La protection, le développement et la gestion rigoureuse des ressources en eau s’imposent afin de garantir l’accès à l’eau pure et d’assurer la sécurité alimentaire pour tous les habitants de Rhône-Alpes tout en permettant le développement économique et le maintien d’activités touristiques sources importantes de richesses pour Rhône-Alpes.

Aujourd’hui les Rhônalpins, comme une majorité des français, partagent le constat que le réchauffement climatique de la terre est lié pour une grande part au développement des gaz à effet de serre générés par les activités humaines.

Ils souhaitent que le développement économique de Rhône-Alpes prenne mieux en compte les enjeux environnementaux du moment et que notre Région soit exemplaire dans la poursuite du développement de la recherche agronomique permettant le maintien et le développement d’une agriculture qui préserve l’environnement.

Le rapport réalisé par la commission 6 de notre Assemblée est donc l’occasion de faire le point sur l’importance humaine et économique que représente l’agriculture en Rhône-Alpes.

Ce rapport, d’étape aux yeux de la CFDT, est l’occasion de poursuivre le débat sur la place de l’agriculture en Rhône-Alpes et sur la nécessité de la préserver.

C’est aussi l’occasion de faire apparaître qu’une agriculture soucieuse d’environnement et de qualité ne peut subsister sans qu’on lui garantisse un approvisionnement en eau suffisant, sous réserve, bien sur, que l’activité agricole soit respectueuse de la qualité de l’eau qu’elle restitue à la nature.

Rappelons, pour mémoire, que sur les 7 actions prioritaires niveau 1 du Plan régional Santé Environnement en Rhône-Alpes 3 actions concernent les activités agricoles :

1 - Améliorer la qualité de l’eau potable en préservant les captages d’eau potable des pollutions ponctuelles et diffuses.

2– Limiter les pollutions des eaux et des sols dues aux pesticides et à certaines substances potentiellement dangereuses.

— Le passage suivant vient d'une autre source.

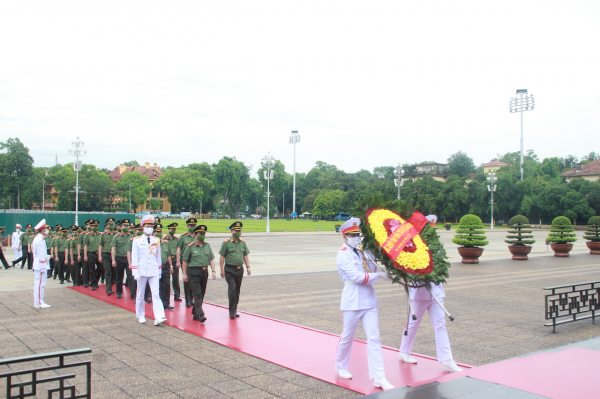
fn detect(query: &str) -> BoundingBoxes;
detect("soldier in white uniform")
[131,215,167,326]
[399,283,462,373]
[335,218,394,390]
[31,219,51,309]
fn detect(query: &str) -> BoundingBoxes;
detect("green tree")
[0,137,33,207]
[312,190,344,216]
[448,151,475,177]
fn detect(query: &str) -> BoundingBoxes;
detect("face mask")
[346,237,360,248]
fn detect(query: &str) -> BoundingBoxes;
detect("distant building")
[108,162,171,212]
[481,161,508,175]
[560,159,600,183]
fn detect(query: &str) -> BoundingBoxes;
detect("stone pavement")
[0,238,600,398]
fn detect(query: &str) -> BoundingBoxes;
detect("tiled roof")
[561,159,600,177]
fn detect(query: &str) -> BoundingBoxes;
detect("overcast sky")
[0,0,600,178]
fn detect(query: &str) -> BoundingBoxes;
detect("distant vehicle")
[333,212,350,222]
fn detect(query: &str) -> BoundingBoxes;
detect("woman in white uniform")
[335,218,394,390]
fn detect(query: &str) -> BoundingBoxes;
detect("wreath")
[356,194,450,286]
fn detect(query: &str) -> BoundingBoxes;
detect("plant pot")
[585,241,600,255]
[508,245,531,260]
[458,247,483,263]
[550,243,573,258]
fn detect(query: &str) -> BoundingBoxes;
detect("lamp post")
[261,152,275,233]
[290,130,300,216]
[69,136,87,225]
[394,164,404,200]
[487,169,496,230]
[510,89,535,181]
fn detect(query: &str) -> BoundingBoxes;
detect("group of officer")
[13,217,251,323]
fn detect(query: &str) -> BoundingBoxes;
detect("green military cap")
[194,224,208,233]
[229,222,244,230]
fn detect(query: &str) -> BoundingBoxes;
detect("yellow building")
[108,162,171,212]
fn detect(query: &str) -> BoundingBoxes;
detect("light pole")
[394,164,404,200]
[261,152,275,233]
[487,173,496,230]
[290,130,300,217]
[510,89,535,181]
[69,136,87,225]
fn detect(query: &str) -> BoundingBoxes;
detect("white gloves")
[377,272,392,281]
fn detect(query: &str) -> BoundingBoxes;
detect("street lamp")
[510,89,535,181]
[261,152,275,233]
[69,136,87,225]
[290,130,300,217]
[487,172,498,230]
[394,164,404,200]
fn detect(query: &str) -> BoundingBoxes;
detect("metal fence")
[0,348,92,399]
[544,281,600,332]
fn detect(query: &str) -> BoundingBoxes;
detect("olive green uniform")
[173,232,196,306]
[182,240,215,316]
[219,238,250,317]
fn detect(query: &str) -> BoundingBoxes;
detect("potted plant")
[546,216,577,257]
[452,215,488,263]
[504,215,535,260]
[583,216,600,255]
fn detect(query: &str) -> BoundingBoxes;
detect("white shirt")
[31,233,50,270]
[131,234,162,277]
[336,244,379,310]
[10,231,23,249]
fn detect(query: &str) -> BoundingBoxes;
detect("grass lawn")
[136,219,340,234]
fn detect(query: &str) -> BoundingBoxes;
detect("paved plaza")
[0,229,600,398]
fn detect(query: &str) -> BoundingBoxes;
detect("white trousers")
[335,308,385,380]
[135,276,165,319]
[33,270,47,306]
[400,298,452,363]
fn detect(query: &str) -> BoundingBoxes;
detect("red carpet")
[69,286,470,394]
[437,348,600,399]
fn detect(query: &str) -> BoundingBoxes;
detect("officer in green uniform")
[164,223,181,309]
[99,218,115,295]
[154,223,175,310]
[52,227,69,284]
[83,220,102,291]
[182,224,217,323]
[219,222,251,319]
[111,219,136,299]
[173,218,198,308]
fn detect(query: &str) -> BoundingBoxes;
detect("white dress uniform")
[400,283,452,363]
[335,244,385,380]
[131,234,165,319]
[10,231,23,259]
[31,233,50,306]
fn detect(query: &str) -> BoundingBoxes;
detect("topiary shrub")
[583,216,600,242]
[504,215,535,246]
[452,215,489,248]
[546,216,577,244]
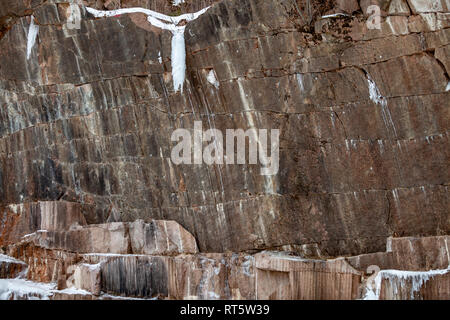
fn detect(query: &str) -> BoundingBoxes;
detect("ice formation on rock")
[86,7,209,92]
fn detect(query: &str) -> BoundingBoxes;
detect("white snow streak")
[206,69,220,89]
[171,29,186,93]
[86,7,209,92]
[27,16,39,60]
[364,267,450,300]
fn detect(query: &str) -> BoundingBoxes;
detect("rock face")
[0,0,450,299]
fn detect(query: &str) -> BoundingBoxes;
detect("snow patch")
[0,279,56,300]
[86,7,210,92]
[322,13,350,19]
[206,69,220,89]
[171,29,186,93]
[0,254,25,264]
[158,51,162,64]
[364,266,450,300]
[27,16,39,60]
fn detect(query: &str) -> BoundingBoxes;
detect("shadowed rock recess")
[0,0,450,300]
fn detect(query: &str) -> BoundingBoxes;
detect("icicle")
[206,69,220,89]
[27,16,39,60]
[86,6,209,92]
[172,29,186,92]
[364,267,450,300]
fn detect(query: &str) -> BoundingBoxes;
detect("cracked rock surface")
[0,0,450,299]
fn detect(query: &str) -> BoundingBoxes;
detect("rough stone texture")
[0,254,27,279]
[0,0,450,299]
[0,0,449,256]
[0,201,86,246]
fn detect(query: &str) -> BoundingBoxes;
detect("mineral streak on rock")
[0,0,450,299]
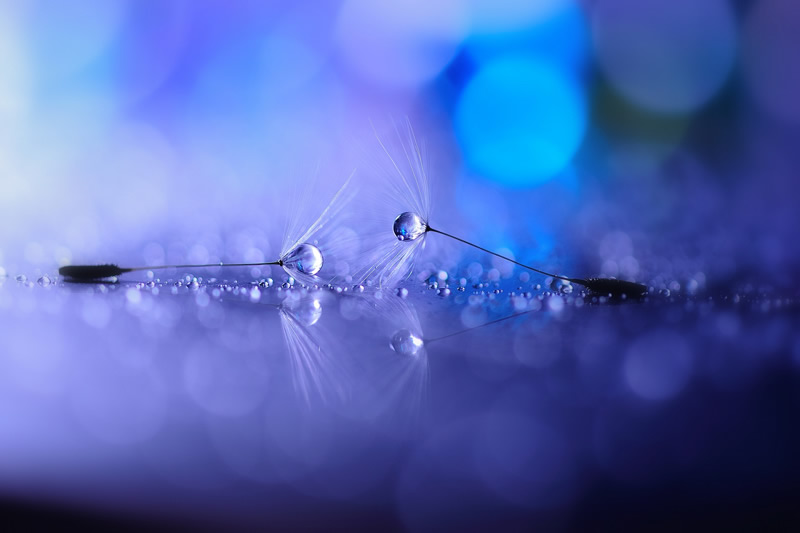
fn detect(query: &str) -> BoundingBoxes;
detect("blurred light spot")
[456,56,586,186]
[466,0,587,67]
[624,331,692,400]
[25,0,127,80]
[592,0,736,113]
[742,0,800,121]
[466,0,574,33]
[183,345,269,416]
[336,0,468,86]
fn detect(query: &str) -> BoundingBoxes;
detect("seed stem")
[426,226,586,285]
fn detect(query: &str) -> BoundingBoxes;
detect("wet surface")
[0,269,800,530]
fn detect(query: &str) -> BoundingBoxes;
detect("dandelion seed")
[372,118,647,298]
[58,174,352,282]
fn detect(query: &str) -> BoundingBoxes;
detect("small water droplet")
[392,211,428,241]
[389,329,425,356]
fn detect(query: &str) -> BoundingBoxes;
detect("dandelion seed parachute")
[58,174,354,282]
[367,120,648,298]
[278,297,349,405]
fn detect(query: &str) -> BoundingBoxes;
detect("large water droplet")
[281,298,322,327]
[392,211,428,241]
[282,242,322,276]
[390,329,425,355]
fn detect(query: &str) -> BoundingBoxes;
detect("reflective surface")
[0,269,800,530]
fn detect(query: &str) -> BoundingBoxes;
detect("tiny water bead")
[390,329,425,356]
[392,211,428,241]
[281,242,322,276]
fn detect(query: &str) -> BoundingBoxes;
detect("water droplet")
[281,298,322,327]
[390,329,425,355]
[281,242,322,276]
[392,211,428,241]
[250,287,261,303]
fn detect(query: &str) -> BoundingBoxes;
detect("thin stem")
[425,309,533,344]
[427,226,585,285]
[123,261,283,272]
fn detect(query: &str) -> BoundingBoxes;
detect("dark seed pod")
[58,265,130,281]
[573,278,647,298]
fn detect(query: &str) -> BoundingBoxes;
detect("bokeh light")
[455,57,586,187]
[591,0,737,113]
[336,0,468,87]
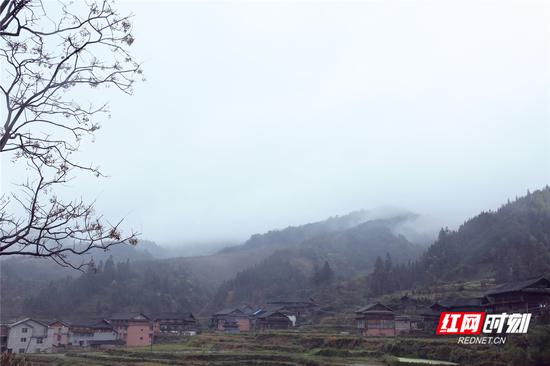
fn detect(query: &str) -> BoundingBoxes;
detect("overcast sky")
[4,1,550,243]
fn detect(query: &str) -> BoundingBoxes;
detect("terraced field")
[17,331,506,366]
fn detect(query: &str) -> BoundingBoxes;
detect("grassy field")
[15,331,512,366]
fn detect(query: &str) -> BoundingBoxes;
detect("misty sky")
[3,1,550,243]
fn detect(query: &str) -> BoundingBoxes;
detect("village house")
[484,277,550,316]
[395,315,424,335]
[108,313,154,347]
[355,302,396,337]
[267,299,318,323]
[0,324,8,353]
[154,312,199,335]
[210,305,254,333]
[67,320,124,348]
[6,318,49,353]
[254,310,293,330]
[48,320,69,350]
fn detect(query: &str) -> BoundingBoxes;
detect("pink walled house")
[355,302,396,337]
[109,313,155,347]
[48,320,69,349]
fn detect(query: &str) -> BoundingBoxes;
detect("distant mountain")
[211,214,423,308]
[22,258,210,319]
[0,240,157,318]
[419,186,550,282]
[175,208,433,290]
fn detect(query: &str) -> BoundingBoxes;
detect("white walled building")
[7,318,50,353]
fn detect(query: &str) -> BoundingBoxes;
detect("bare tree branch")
[0,0,142,268]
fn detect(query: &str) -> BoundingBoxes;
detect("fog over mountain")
[0,1,550,246]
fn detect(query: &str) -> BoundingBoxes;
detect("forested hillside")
[420,186,550,281]
[14,187,550,316]
[23,258,209,318]
[212,215,422,307]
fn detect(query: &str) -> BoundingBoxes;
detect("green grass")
[21,329,520,366]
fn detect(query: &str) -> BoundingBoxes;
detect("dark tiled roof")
[485,276,550,296]
[256,311,287,319]
[267,298,316,305]
[109,313,149,320]
[214,305,255,315]
[152,311,195,320]
[439,297,482,308]
[356,302,393,313]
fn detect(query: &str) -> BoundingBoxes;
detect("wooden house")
[210,305,254,332]
[108,313,154,347]
[254,310,293,330]
[154,312,199,335]
[395,315,424,334]
[355,302,396,337]
[484,277,550,315]
[0,324,9,353]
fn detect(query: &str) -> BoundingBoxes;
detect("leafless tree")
[0,0,142,269]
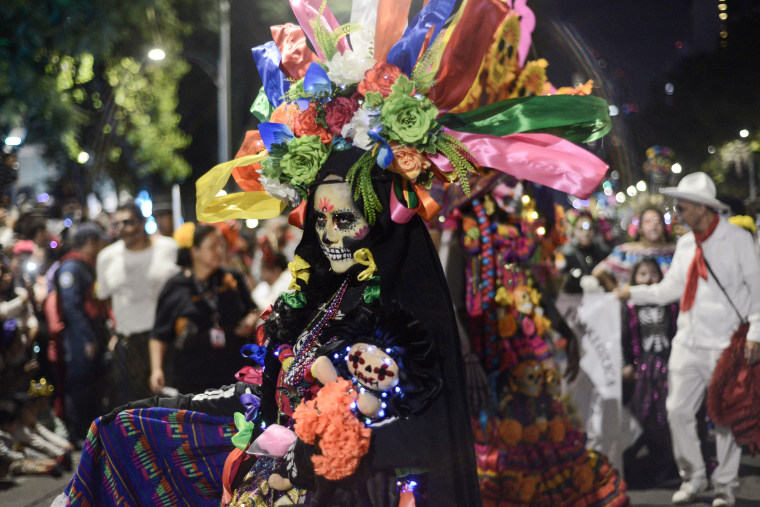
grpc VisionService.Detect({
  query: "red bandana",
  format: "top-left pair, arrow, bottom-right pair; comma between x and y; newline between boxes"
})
681,215 -> 720,312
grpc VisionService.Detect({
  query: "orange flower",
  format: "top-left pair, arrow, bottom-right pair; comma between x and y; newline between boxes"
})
357,62 -> 401,98
523,424 -> 541,444
549,417 -> 566,444
293,102 -> 332,144
573,464 -> 594,493
499,419 -> 523,446
388,142 -> 430,183
293,379 -> 372,481
499,313 -> 517,338
269,102 -> 301,132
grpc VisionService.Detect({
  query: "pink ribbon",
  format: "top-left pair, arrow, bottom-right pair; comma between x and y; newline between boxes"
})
428,129 -> 609,199
290,0 -> 349,61
391,185 -> 417,224
235,366 -> 262,386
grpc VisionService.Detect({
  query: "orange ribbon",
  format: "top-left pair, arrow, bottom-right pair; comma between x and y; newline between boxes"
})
430,0 -> 509,112
374,0 -> 412,62
271,23 -> 319,80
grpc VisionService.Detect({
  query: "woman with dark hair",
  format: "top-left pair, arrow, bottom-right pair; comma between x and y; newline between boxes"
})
149,223 -> 257,393
592,206 -> 676,291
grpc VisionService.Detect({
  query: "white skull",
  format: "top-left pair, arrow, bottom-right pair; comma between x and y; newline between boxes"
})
346,343 -> 399,391
514,360 -> 544,397
314,177 -> 369,273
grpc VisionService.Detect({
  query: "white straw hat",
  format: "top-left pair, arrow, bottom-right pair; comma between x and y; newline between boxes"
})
660,172 -> 728,210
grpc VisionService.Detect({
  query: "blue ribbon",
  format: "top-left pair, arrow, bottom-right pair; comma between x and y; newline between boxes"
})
367,130 -> 393,169
240,343 -> 267,365
385,0 -> 456,76
303,62 -> 332,97
240,393 -> 261,422
251,41 -> 290,107
259,121 -> 295,151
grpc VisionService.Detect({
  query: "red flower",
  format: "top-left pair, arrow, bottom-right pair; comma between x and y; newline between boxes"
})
325,93 -> 359,136
358,62 -> 401,98
293,103 -> 332,143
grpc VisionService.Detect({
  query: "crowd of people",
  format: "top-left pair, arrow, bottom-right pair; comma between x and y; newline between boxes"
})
0,195 -> 297,488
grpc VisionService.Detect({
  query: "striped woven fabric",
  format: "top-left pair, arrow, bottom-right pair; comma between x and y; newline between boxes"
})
66,408 -> 236,507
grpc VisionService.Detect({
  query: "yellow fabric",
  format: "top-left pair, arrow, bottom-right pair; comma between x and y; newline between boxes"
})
195,155 -> 285,223
288,255 -> 311,290
354,248 -> 377,282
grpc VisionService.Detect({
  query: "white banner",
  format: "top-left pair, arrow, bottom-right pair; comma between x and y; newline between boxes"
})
557,293 -> 640,472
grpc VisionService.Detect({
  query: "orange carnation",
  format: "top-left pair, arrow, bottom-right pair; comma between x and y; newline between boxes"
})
388,142 -> 430,183
293,103 -> 332,144
499,419 -> 523,446
549,417 -> 566,444
523,424 -> 541,444
357,62 -> 401,98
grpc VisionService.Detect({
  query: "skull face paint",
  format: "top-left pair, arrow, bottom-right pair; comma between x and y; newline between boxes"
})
346,343 -> 399,391
314,178 -> 369,273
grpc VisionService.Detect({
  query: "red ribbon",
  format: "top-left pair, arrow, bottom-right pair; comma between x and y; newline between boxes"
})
235,366 -> 262,386
681,215 -> 720,312
288,201 -> 306,229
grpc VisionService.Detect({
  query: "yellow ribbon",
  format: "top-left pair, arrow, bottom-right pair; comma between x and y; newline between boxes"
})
195,154 -> 285,223
354,248 -> 377,282
288,255 -> 311,290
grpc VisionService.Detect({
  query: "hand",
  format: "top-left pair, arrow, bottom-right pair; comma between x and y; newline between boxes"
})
84,343 -> 98,359
615,283 -> 631,301
150,370 -> 166,394
744,340 -> 760,365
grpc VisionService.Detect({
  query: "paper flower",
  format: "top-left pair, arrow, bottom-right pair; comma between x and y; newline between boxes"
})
326,49 -> 375,86
358,62 -> 402,98
278,135 -> 330,188
340,107 -> 382,150
325,94 -> 359,136
259,171 -> 301,207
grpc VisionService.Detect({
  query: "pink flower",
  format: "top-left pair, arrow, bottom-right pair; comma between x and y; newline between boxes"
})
325,93 -> 359,136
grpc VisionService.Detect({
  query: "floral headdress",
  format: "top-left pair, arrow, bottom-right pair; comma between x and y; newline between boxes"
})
196,0 -> 610,224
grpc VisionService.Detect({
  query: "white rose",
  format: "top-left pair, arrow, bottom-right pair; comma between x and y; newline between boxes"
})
340,107 -> 381,150
259,172 -> 301,208
327,49 -> 375,86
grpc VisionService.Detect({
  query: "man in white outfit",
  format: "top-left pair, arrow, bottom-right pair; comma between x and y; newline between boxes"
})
97,203 -> 179,407
618,172 -> 760,507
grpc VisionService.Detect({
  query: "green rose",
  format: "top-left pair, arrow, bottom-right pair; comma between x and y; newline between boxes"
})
280,136 -> 330,186
380,95 -> 438,151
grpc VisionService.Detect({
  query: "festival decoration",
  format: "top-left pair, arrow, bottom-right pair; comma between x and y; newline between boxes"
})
196,0 -> 610,225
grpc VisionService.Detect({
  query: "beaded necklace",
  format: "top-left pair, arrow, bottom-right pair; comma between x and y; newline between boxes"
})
283,277 -> 348,389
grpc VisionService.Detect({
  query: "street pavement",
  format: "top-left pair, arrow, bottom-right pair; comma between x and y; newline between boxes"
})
0,454 -> 760,507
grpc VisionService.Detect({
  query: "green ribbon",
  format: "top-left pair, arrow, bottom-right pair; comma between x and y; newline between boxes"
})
232,412 -> 254,451
251,86 -> 274,122
280,291 -> 306,309
437,95 -> 612,144
364,276 -> 380,305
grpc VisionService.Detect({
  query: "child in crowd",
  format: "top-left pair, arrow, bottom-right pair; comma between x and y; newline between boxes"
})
0,399 -> 63,477
622,257 -> 678,487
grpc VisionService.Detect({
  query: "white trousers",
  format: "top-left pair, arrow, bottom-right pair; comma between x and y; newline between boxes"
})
666,343 -> 742,485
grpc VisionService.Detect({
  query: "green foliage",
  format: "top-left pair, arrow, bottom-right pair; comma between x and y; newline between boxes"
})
0,0 -> 218,192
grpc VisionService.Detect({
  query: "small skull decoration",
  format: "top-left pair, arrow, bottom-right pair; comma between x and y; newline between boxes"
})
346,343 -> 399,391
513,359 -> 544,398
544,368 -> 562,399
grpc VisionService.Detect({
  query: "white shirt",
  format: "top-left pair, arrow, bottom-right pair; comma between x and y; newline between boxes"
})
96,236 -> 179,335
631,218 -> 760,349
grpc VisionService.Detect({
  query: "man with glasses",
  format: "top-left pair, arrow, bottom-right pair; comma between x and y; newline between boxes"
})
97,202 -> 179,406
618,172 -> 760,507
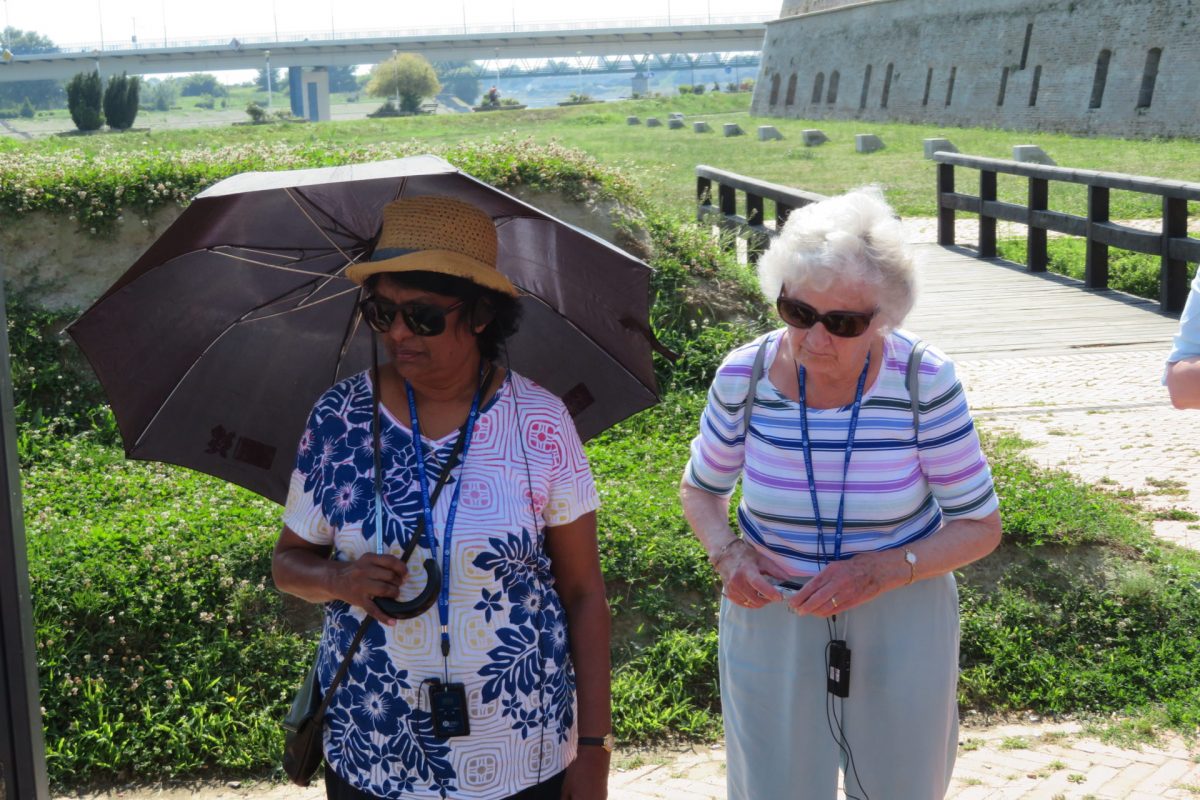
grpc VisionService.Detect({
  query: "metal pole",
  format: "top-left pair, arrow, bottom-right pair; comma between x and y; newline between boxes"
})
391,50 -> 400,112
0,280 -> 50,800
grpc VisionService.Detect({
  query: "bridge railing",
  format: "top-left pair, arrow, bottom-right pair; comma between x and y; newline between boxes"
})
696,164 -> 824,264
934,152 -> 1200,313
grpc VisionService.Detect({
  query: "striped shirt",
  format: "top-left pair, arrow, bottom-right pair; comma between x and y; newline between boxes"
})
684,331 -> 997,575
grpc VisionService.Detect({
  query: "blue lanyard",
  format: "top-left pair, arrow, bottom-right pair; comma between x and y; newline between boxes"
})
404,365 -> 484,656
796,350 -> 871,564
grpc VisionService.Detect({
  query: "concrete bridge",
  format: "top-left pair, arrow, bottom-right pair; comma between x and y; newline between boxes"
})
0,16 -> 766,83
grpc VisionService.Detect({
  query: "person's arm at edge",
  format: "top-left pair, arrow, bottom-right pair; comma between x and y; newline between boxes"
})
546,511 -> 612,800
1166,356 -> 1200,409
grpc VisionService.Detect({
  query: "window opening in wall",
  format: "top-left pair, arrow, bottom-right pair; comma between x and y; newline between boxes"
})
1087,50 -> 1112,108
1138,47 -> 1163,108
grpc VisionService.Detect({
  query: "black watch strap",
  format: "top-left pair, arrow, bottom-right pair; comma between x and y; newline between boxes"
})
577,733 -> 613,753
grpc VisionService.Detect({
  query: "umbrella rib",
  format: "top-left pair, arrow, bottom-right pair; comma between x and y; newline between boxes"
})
208,248 -> 353,281
128,287 -> 359,452
287,188 -> 354,270
508,291 -> 658,395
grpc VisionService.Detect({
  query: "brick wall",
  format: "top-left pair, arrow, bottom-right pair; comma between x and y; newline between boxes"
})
752,0 -> 1200,137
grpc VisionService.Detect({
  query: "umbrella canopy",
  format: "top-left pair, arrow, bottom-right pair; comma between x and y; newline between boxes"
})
68,156 -> 658,503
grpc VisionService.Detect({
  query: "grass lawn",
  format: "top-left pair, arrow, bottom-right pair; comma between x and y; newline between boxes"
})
7,92 -> 1200,218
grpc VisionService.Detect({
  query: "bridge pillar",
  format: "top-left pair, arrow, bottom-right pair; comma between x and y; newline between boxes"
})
292,67 -> 332,122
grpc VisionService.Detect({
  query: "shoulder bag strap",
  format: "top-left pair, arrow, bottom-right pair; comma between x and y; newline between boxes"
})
742,339 -> 767,441
904,339 -> 926,443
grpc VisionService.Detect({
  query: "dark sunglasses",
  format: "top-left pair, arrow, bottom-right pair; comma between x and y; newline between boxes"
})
775,295 -> 878,339
359,296 -> 467,336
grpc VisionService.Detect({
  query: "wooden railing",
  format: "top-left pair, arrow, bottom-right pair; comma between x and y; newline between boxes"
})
696,164 -> 824,264
934,152 -> 1200,313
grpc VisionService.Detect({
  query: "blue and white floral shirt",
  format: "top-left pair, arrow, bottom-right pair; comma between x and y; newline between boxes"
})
283,373 -> 599,800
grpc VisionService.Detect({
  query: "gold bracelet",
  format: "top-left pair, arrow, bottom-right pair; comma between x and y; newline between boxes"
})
708,536 -> 742,570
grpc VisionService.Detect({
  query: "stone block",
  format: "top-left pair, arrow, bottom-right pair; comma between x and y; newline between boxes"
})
800,128 -> 829,148
1013,144 -> 1058,167
854,133 -> 883,152
925,138 -> 959,158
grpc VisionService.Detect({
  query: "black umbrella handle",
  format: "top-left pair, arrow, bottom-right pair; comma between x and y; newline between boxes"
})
372,558 -> 442,619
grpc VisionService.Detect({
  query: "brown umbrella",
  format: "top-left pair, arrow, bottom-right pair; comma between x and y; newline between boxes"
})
68,156 -> 658,503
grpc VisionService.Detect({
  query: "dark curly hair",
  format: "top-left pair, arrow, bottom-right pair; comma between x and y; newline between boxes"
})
364,272 -> 521,361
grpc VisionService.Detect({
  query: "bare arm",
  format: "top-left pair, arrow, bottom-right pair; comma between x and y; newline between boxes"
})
788,511 -> 1000,616
679,481 -> 788,608
546,511 -> 612,800
271,527 -> 408,625
1166,357 -> 1200,408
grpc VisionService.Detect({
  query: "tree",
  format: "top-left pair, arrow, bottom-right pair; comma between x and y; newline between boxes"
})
433,61 -> 480,104
0,26 -> 65,108
67,71 -> 104,131
104,72 -> 142,131
367,53 -> 442,113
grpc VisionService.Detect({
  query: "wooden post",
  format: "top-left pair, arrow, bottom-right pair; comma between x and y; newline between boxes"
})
979,169 -> 996,258
1084,186 -> 1109,289
696,176 -> 713,222
746,192 -> 767,264
937,164 -> 954,245
1158,197 -> 1188,314
1025,178 -> 1050,272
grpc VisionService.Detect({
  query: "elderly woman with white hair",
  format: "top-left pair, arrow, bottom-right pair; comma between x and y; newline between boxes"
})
680,188 -> 1000,800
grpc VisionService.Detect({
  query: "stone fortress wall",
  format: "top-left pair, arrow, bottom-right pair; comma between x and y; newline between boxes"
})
751,0 -> 1200,137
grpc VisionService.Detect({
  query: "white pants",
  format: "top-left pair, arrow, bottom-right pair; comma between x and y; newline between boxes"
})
719,575 -> 959,800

3 – Organiser l’exploitation des données existantes pour estimer l’exposition de la population aux pesticides.

Rapport d’étape disons nous, car si aux sécheresses de l’été devaient se succéder des hivers sans pluie et sans neige, des mesures plus contraignantes devraient être prises pour l’activité agricole mais aussi pour toutes les activités humaines nécessitant l’utilisation d’un bien devenue rare, je veux dire l’eau.

Pour conclure, nos remarques et observations ayant bien été prises en compte par le rapporteur, la délégation CFDT votera l’avis. Merci de votre attention.